O velho Spencer começou a sacudir a cabeça de novo. Começou também a limpar o nariz. Fingiu que estava só coçando, mas enfiou mesmo o dedão lá dentro. Acho que ele pensou que não fazia mal, porque só eu estava no quarto. Não que eu me importasse, só que é um bocado desagradável ficar olhando alguém limpar o nariz. Aí ele disse:

- Tive o privilégio de conhecer seu pai e sua mãe quando eles tiveram aquela conversinha com o Doutor Thurmer algumas semanas atrás. São excelentes pessoas.

- É sim, eles são muito bons.

Excelente. Se há uma palavra que eu odeio é essa. Falsa como quê. Só de ouvir me dá vontade de vomitar.
Então, de repente, o velho Spencer ficou com cara de quem tinha uma coisa especial, algo de verdadeiramente fabuloso, para me dizer. Endireitou-se todo na poltrona e virou mais para o meu lado. Mas não passou de um rebate falso. Só fez mesmo apanhar o Atlantic Monthly do colo e tentar jogá-lo em cima da cama, ao meu lado. Só tem que errou. Por uns cinco centímetros, mas errou. Levantei, apanhei a revista do chão e pus sobre a cama. De uma hora para outra me deu uma vontade danada de dar o fora. Estava para chegar um sermão daqueles. Isso eu ainda aguentava, mas ter de ouvir o sermão sentindo cheiro de vick-vaporub e vendo o velho Spencer de pijama e roupão, tudo ao mesmo tempo, isso também já era demais. Mas o negócio começou mesmo.

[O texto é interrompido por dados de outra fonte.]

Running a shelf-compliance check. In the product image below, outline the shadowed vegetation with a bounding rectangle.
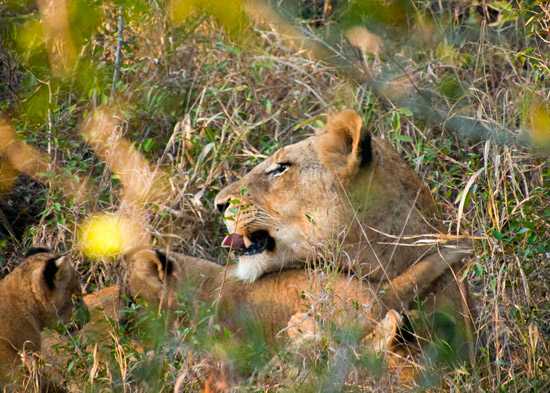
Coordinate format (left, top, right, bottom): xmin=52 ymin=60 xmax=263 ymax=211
xmin=0 ymin=0 xmax=550 ymax=392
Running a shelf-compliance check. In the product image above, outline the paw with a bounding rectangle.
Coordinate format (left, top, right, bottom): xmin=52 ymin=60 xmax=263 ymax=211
xmin=286 ymin=312 xmax=321 ymax=345
xmin=364 ymin=310 xmax=403 ymax=352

- O que é que há com você, rapaz? - disse o velho Spencer, com uma voz um bocado severa, o que não era muito do estilo dele. - Quantas matérias você tinha neste semestre?

- Cinco.

- Cinco. E está sendo reprovado em quantas?

- Quatro. (Mexi a bunda na cama, um pouquinho para o lado. Era a cama mais dura em que eu já havia sentado em toda a minha vida.) - Passei em Inglês - disse - já tinha estudado esse troço todo de literatura quando estava no Colégio Whooton. Quer dizer, não tinha quase nada para fazer em Inglês, a não ser escrever umas redações de vez em quando.

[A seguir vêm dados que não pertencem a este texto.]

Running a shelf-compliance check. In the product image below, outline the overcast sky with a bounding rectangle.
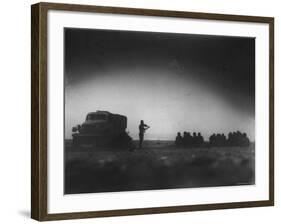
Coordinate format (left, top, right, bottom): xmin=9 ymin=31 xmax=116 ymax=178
xmin=64 ymin=28 xmax=255 ymax=141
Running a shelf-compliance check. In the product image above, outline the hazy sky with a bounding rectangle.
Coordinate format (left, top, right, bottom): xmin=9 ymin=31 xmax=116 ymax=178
xmin=64 ymin=28 xmax=255 ymax=141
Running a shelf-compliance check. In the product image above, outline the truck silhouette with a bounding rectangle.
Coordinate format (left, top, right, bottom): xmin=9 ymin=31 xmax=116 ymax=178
xmin=72 ymin=110 xmax=132 ymax=148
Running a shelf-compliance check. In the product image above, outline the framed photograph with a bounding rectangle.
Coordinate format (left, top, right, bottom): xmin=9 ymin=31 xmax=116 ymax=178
xmin=31 ymin=3 xmax=274 ymax=221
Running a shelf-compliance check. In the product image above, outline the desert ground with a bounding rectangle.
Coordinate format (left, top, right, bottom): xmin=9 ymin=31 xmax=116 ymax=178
xmin=64 ymin=140 xmax=255 ymax=194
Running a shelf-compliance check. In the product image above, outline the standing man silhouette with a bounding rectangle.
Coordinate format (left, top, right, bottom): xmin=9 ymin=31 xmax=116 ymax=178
xmin=139 ymin=120 xmax=150 ymax=149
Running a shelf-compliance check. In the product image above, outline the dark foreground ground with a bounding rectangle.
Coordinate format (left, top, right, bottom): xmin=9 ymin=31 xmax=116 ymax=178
xmin=65 ymin=140 xmax=255 ymax=194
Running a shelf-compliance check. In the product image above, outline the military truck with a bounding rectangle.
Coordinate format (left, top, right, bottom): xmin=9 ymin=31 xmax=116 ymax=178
xmin=72 ymin=110 xmax=132 ymax=148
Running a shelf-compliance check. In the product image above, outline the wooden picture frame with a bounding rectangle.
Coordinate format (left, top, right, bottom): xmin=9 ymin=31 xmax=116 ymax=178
xmin=31 ymin=3 xmax=274 ymax=221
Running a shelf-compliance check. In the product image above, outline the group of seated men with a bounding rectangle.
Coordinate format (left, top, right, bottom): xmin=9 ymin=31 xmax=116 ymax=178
xmin=175 ymin=131 xmax=250 ymax=147
xmin=209 ymin=131 xmax=250 ymax=146
xmin=175 ymin=131 xmax=204 ymax=147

Ele nem estava me escutando. Quase nunca prestava atenção quando a gente dizia alguma coisa.

- Reprovei-o em História porque você não sabia absolutamente nada.

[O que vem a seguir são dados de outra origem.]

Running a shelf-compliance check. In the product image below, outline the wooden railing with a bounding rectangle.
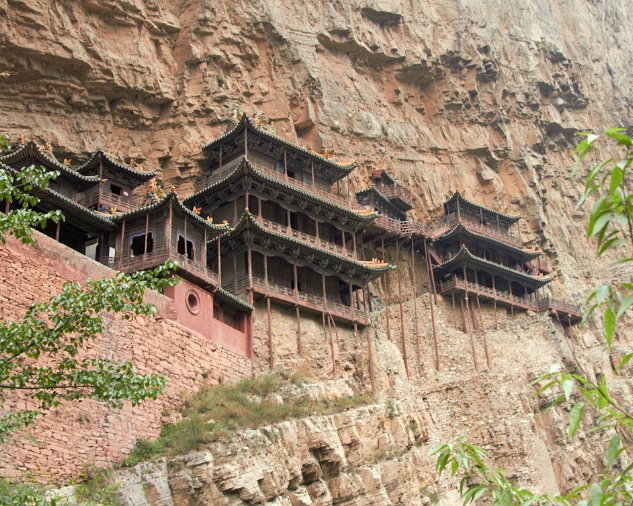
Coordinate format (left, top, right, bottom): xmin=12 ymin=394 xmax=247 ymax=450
xmin=195 ymin=157 xmax=366 ymax=209
xmin=438 ymin=277 xmax=538 ymax=311
xmin=257 ymin=217 xmax=354 ymax=258
xmin=438 ymin=277 xmax=582 ymax=318
xmin=77 ymin=186 xmax=134 ymax=212
xmin=429 ymin=216 xmax=523 ymax=248
xmin=224 ymin=277 xmax=365 ymax=322
xmin=375 ymin=183 xmax=413 ymax=207
xmin=101 ymin=246 xmax=218 ymax=286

- Eu sei disso, Professor. O senhor não podia fazer nada.

- Absolutamente nada - repetiu. Isto é um troço que me deixa maluco, quando uma pessoa repete a mesma coisa, desse jeito, depois que a gente já concordou na primeira vez. Ele aí disse pela terceira vez: - Mas absolutamente nada. Duvido mesmo que você tenha aberto o livro uma única vez durante todo o ano. Então, abriu ou não abriu? Vamos, rapaz, diga a verdade.

- Bem, dei umas lidas de vez em quando - respondi-lhe. Não queria magoar o velho, ele era biruta por História.

- Deu umas lidas, não foi? - disse ele com uma voz sarcástica pra chuchu. - Sua prova está ali, em cima da cômoda. Bem no alto da pilha. Traga ela aqui, por favor.

Era mesmo um golpe sujo, mas fui até lá e entreguei a folha a ele - não tinha mesmo outra saída. Sentei outra vez na cama de cimento. Puxa, ninguém pode imaginar como eu estava arrependido de ter ido até lá me despedir do velho. Pegou na prova como se fosse titica ou coisa que o valha.

- Estudamos os Egípcios de 4 de novembro a 2 de dezembro. Você mesmo escolheu os egípcios como tema de dissertação. Você se importa de ouvir o que escreveu?

- Não precisa, não senhor.

Mas ele começou a ler assim mesmo. Ninguém consegue parar um professor quando eles resolvem fazer alguma coisa. Vão fazendo de qualquer maneira.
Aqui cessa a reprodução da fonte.